Et, depuis lundi, le masque est obligatoire dans tous les lieux publics de 69 communes du département, où les indicateurs "confirment la circulation active du virus", selon une décision de la préfecture de Mayenne.

"La médiatisation négative nous fait mal forcément. Il ne faut pas baisser les bras, (la situation) est très localisée, c'est dans des abattoirs et des foyers d'accueil, c'est clair pour nous Lavallois. Ce qui est sûr, c'est que les dangers sont pour les personnes qui ne respectent pas les gestes barrières", souligne Nicolas Gicquel, directeur de l'Office de tourisme, auprès de l'AFP.

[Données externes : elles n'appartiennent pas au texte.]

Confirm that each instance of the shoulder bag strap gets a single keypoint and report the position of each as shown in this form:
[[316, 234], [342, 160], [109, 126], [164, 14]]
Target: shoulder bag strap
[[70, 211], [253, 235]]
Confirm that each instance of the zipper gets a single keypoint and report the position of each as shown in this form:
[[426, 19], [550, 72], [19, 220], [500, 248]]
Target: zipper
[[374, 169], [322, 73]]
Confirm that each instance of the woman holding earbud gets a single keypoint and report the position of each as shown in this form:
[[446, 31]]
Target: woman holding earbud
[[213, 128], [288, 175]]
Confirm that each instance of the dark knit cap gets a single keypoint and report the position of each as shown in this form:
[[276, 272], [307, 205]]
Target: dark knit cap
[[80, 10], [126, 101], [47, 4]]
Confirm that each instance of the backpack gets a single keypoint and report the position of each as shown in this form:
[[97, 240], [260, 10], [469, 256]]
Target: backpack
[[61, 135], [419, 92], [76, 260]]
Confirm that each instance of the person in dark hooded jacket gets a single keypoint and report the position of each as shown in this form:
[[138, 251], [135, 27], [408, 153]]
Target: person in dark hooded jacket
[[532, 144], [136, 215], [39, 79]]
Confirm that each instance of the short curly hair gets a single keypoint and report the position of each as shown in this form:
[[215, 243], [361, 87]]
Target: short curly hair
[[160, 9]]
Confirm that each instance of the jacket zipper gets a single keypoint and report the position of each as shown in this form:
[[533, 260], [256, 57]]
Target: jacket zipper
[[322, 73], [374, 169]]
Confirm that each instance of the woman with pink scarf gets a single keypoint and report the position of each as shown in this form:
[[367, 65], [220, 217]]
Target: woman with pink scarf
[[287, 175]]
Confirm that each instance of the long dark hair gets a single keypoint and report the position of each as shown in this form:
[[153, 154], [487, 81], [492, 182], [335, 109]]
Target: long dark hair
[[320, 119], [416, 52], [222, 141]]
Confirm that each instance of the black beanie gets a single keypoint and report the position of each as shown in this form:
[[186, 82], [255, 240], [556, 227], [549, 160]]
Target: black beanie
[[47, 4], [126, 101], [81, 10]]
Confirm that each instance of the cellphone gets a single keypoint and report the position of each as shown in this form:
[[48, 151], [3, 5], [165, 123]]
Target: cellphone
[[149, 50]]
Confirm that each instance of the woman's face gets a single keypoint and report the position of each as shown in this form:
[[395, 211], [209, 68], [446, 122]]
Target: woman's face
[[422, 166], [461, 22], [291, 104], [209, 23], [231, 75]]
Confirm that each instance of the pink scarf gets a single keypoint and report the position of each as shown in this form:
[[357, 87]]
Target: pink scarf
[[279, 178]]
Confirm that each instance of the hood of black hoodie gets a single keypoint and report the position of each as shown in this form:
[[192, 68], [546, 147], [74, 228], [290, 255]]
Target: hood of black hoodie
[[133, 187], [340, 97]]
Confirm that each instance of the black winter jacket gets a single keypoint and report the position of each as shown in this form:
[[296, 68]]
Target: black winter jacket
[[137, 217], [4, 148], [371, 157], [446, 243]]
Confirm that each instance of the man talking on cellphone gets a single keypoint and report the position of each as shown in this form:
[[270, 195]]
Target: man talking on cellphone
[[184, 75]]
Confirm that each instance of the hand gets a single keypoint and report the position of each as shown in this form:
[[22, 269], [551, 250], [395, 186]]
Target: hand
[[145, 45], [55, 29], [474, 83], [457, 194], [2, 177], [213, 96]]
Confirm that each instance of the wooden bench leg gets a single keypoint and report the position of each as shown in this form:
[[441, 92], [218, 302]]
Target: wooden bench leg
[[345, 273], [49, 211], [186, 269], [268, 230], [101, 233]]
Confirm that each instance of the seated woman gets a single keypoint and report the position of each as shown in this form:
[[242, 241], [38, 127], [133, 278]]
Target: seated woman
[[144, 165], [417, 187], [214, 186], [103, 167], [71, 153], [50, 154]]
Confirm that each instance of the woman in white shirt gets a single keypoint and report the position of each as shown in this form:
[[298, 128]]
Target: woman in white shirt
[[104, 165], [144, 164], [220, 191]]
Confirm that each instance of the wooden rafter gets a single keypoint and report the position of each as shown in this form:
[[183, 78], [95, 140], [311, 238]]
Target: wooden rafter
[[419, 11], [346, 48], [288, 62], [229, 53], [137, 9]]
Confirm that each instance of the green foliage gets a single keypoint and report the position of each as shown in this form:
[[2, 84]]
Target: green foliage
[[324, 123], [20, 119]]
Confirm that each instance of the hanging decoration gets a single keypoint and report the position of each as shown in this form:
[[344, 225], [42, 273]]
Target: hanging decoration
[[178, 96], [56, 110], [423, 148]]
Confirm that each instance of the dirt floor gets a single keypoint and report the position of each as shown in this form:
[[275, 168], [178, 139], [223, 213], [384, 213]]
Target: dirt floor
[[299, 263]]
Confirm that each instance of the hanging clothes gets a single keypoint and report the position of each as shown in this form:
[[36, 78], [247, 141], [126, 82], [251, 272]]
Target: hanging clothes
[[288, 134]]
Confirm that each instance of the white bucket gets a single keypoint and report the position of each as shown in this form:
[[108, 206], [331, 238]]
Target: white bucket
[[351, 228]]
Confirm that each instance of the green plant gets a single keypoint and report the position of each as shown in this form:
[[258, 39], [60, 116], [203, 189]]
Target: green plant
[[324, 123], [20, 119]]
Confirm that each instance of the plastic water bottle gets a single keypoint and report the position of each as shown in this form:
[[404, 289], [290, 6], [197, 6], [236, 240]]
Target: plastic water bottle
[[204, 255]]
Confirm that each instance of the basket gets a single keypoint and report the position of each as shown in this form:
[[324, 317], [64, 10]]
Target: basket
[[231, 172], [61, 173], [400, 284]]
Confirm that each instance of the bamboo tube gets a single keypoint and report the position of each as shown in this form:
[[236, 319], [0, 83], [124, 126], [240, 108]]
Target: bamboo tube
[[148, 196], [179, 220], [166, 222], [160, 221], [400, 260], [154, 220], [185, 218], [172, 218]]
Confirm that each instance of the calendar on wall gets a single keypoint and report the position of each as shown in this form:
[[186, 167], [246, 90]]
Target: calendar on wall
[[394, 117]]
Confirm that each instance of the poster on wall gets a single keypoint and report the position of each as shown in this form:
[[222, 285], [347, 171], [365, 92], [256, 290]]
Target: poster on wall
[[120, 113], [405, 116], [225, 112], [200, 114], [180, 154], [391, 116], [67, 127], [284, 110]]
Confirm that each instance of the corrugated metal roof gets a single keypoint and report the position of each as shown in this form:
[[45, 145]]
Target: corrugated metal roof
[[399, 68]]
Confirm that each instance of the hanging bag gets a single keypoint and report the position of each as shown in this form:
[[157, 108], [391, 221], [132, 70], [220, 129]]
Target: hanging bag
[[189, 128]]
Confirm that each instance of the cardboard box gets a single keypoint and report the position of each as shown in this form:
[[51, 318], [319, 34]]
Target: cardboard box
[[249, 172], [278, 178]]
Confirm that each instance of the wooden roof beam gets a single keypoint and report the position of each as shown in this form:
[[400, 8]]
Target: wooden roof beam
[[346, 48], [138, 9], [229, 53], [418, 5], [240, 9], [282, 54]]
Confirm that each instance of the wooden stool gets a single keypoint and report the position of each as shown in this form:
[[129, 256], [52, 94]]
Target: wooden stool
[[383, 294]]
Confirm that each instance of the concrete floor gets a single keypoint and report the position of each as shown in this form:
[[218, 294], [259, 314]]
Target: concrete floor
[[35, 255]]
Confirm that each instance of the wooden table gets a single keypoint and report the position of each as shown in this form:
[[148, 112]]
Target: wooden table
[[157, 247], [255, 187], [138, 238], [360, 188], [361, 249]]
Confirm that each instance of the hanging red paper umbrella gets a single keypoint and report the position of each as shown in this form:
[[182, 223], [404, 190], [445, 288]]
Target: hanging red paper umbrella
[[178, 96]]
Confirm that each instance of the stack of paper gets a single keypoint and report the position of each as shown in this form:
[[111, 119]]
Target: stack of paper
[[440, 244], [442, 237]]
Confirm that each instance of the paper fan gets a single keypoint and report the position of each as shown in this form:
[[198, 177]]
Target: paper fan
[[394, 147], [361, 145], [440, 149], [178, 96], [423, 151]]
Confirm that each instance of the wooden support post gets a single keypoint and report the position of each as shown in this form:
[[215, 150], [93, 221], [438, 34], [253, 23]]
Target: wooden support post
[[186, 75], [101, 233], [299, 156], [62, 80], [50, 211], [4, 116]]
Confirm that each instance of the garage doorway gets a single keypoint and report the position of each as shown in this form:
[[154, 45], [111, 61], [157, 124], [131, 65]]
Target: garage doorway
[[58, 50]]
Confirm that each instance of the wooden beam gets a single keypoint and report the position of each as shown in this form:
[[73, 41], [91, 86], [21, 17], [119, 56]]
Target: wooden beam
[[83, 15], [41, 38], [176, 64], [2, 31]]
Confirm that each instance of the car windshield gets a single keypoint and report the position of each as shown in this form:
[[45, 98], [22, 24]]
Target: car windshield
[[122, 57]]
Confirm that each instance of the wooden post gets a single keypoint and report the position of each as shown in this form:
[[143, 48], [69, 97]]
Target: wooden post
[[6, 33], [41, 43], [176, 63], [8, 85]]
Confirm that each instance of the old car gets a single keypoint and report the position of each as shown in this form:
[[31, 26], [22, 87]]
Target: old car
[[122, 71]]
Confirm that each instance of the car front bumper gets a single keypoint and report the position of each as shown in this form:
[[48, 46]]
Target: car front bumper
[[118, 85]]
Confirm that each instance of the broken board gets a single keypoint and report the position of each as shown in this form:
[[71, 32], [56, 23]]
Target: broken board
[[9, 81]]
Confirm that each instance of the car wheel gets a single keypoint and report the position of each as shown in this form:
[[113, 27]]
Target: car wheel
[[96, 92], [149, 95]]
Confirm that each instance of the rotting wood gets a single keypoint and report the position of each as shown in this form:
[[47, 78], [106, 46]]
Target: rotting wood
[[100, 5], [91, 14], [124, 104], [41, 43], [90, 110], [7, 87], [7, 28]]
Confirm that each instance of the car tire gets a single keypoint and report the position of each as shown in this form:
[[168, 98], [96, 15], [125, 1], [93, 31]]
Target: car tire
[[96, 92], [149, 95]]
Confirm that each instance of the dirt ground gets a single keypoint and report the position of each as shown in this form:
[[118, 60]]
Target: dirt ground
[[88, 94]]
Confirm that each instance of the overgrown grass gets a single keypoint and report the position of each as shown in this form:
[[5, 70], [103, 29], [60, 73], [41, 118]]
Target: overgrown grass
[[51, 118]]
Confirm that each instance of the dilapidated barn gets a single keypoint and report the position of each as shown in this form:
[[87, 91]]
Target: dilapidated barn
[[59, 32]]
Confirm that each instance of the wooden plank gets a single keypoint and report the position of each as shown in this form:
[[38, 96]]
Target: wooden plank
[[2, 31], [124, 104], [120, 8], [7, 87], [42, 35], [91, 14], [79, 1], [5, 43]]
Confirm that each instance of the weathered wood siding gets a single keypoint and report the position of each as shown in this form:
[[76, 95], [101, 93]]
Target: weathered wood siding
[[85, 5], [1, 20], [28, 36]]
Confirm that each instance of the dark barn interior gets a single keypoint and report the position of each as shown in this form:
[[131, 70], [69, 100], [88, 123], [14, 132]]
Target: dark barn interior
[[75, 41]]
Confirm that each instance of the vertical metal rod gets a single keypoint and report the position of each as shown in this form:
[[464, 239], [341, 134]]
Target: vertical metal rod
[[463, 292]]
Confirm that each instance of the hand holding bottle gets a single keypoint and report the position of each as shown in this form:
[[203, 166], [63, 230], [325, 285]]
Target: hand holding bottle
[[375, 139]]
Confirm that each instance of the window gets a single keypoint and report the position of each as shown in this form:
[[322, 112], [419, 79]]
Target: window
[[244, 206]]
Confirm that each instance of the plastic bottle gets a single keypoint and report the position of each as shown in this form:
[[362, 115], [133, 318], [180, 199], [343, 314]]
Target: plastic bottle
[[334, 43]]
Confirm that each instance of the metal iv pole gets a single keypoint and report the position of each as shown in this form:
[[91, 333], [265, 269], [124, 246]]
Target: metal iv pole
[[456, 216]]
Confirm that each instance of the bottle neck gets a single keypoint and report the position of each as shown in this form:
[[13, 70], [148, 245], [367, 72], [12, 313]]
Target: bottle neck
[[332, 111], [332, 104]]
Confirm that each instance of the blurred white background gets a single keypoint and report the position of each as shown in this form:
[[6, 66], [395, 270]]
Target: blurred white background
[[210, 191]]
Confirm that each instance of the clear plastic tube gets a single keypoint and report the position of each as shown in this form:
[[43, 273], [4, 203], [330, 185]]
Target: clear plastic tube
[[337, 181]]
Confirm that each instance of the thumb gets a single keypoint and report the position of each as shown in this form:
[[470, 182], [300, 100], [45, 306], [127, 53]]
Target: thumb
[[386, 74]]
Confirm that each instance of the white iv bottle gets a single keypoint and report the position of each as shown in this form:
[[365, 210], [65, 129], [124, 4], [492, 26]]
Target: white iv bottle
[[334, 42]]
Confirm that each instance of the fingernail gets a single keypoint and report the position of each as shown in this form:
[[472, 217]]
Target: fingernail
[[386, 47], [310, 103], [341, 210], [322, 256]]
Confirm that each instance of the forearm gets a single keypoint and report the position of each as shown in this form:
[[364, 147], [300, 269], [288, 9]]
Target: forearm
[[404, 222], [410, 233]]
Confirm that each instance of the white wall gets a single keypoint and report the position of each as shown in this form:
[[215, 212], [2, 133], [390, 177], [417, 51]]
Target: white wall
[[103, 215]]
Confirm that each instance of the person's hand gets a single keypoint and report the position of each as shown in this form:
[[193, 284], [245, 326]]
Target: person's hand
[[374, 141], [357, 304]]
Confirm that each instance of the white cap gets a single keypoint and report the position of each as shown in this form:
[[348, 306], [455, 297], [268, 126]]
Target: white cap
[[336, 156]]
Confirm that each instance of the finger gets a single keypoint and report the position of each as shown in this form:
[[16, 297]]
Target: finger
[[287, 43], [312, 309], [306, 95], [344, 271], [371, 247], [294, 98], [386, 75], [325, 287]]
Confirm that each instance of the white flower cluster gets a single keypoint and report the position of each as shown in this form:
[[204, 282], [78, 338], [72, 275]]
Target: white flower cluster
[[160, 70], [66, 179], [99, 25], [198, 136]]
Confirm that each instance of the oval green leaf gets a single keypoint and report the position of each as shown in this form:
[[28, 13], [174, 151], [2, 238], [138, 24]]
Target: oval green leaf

"Il est encore tôt pour faire un bilan. Mais ce qui est sûr c'est qu'il y a beaucoup moins d'étrangers, beaucoup plus de locaux qui consomment de l'activité", observe Nicolas Gicquel.

La Belgique interdit "les voyages non essentiels en Mayenne"

Concernant la fréquentation des campings "on est sur un mois de juillet assez moyen avec moins 20 à moins 30%".

"Il y a pas mal d'annulations, alors qu'il y avait plein d'espoirs que la Mayenne, comme la Creuse, l'Aveyron, fasse partie des territoires ruraux qui allaient bien s'en sortir", souligne Nicolas Gicquel.

"Les sites de loisirs fonctionnent assez bien avec des personnes qui redécouvrent la Mayenne": les chemins de halage sont notamment fréquentés par des familles qui se baladent à vélo. Il y a une "fréquentation de locaux, de personnes qui ne sont pas parties en vacances", note le directeur de l'office lavallois.

Commentant la récente annonce de la Belgique d'interdire les "voyages non essentiels" vers la Mayenne, Nicolas Gicquel souligne que "l'impact économique est très léger". Les étrangers représentent 15% de la clientèle, et les Belges 10% de la clientèle étrangère.